A recent article in the Australian newspaper
The Age discussed lawyers “building up bloggable hours”—that is, blogging to raise their own and their firm’s professional profiles. You’ve personally built quite a profile through blogging. Do you think it’s possible to do this effectively with social networking sites?
ES: Having a traditional legal profile typically means speaking at conferences and writing articles that highlight one’s expertise. But when I discovered blogging, I found that I could get noticed by broadcasting in a new medium. At first I was a small fish in a small pond. Then as blogging became more mainstream, I was a relatively large fish in a small but growing pond. The pond has gotten bigger now and my “relative” profile has diminished, but it’s still a significant profile because I entered the medium early. I know that you have the same experience from your blog.

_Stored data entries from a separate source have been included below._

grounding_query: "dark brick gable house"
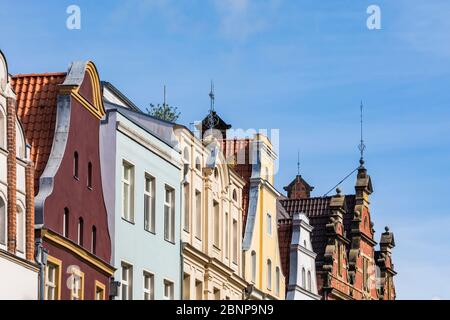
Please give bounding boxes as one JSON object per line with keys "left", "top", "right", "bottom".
{"left": 278, "top": 160, "right": 396, "bottom": 300}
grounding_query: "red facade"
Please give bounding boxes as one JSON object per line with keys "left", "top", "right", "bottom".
{"left": 12, "top": 62, "right": 114, "bottom": 300}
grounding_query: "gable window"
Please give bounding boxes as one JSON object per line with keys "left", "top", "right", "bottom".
{"left": 195, "top": 190, "right": 202, "bottom": 239}
{"left": 266, "top": 213, "right": 272, "bottom": 236}
{"left": 0, "top": 197, "right": 7, "bottom": 248}
{"left": 87, "top": 162, "right": 93, "bottom": 189}
{"left": 307, "top": 270, "right": 312, "bottom": 291}
{"left": 164, "top": 186, "right": 175, "bottom": 243}
{"left": 144, "top": 174, "right": 155, "bottom": 233}
{"left": 77, "top": 218, "right": 84, "bottom": 246}
{"left": 73, "top": 152, "right": 79, "bottom": 179}
{"left": 267, "top": 259, "right": 272, "bottom": 290}
{"left": 121, "top": 262, "right": 133, "bottom": 300}
{"left": 16, "top": 124, "right": 24, "bottom": 158}
{"left": 213, "top": 200, "right": 220, "bottom": 248}
{"left": 143, "top": 271, "right": 155, "bottom": 300}
{"left": 232, "top": 189, "right": 237, "bottom": 202}
{"left": 183, "top": 183, "right": 190, "bottom": 232}
{"left": 337, "top": 243, "right": 342, "bottom": 277}
{"left": 232, "top": 219, "right": 238, "bottom": 264}
{"left": 122, "top": 161, "right": 134, "bottom": 222}
{"left": 363, "top": 257, "right": 370, "bottom": 291}
{"left": 224, "top": 212, "right": 229, "bottom": 259}
{"left": 95, "top": 282, "right": 105, "bottom": 300}
{"left": 91, "top": 226, "right": 97, "bottom": 254}
{"left": 0, "top": 108, "right": 5, "bottom": 149}
{"left": 251, "top": 251, "right": 257, "bottom": 283}
{"left": 16, "top": 205, "right": 25, "bottom": 254}
{"left": 164, "top": 279, "right": 174, "bottom": 300}
{"left": 63, "top": 208, "right": 69, "bottom": 238}
{"left": 302, "top": 268, "right": 306, "bottom": 289}
{"left": 195, "top": 157, "right": 201, "bottom": 171}
{"left": 275, "top": 267, "right": 281, "bottom": 296}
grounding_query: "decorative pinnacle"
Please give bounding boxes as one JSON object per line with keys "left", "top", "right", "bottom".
{"left": 206, "top": 80, "right": 218, "bottom": 131}
{"left": 358, "top": 101, "right": 366, "bottom": 165}
{"left": 209, "top": 80, "right": 215, "bottom": 112}
{"left": 385, "top": 226, "right": 390, "bottom": 232}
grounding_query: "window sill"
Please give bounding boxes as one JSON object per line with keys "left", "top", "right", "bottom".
{"left": 87, "top": 186, "right": 93, "bottom": 191}
{"left": 145, "top": 229, "right": 156, "bottom": 236}
{"left": 121, "top": 218, "right": 135, "bottom": 225}
{"left": 73, "top": 176, "right": 79, "bottom": 181}
{"left": 164, "top": 239, "right": 176, "bottom": 245}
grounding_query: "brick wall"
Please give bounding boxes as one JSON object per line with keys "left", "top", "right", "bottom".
{"left": 6, "top": 97, "right": 17, "bottom": 254}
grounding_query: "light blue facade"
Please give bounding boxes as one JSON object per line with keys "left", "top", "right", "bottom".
{"left": 100, "top": 105, "right": 182, "bottom": 300}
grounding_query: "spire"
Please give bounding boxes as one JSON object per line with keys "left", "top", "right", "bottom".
{"left": 297, "top": 150, "right": 300, "bottom": 176}
{"left": 205, "top": 80, "right": 218, "bottom": 131}
{"left": 209, "top": 80, "right": 215, "bottom": 112}
{"left": 163, "top": 85, "right": 167, "bottom": 107}
{"left": 358, "top": 101, "right": 366, "bottom": 167}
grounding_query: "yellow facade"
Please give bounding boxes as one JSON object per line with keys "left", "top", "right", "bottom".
{"left": 241, "top": 134, "right": 286, "bottom": 300}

So experience leads me to conclude that social networking tools like blogging, Facebook, LinkedIn, Twitter and so forth are most powerful when you are willing to experiment with them early on—while the pond is still small enough, so to speak. The cost of using these tools is zero if you measure in monetary terms, and it is minimal if you measure in temporal terms. But the payoff in terms of getting attention is potentially huge, limited only by your curiosity and initiative. I’m certainly not advocating that everyone just go online and start trying to connect with people in random ways. But many people (myself included) have had great success despite not having any formal plan. If you understand the tools and you have a plan, then odds are you’ll reach your goal more quickly.
When I started practicing law I wanted to join a firm because I appreciated the ability to work with other lawyers and bounce ideas off of them. It wasn’t easy to work collaboratively unless you joined a group of lawyers. The Internet has changed that. Now I have at my disposal a very broad range of lawyers whom I can call on whenever I want to brainstorm an issue. In fact, my network of “colleagues” is bigger now in my solo practice than it was when I worked at a law firm. And a number of the clients that have come to me recently are people who would never have found me if I hadn’t had an online presence. I no longer think of my professional profile as something static that gets periodically updated, like a resume. My professional profile is now something highly dynamic and easily accessed by anyone in any part of the world. I think the online social networking tools that are freely available to everyone can do the same for other lawyers.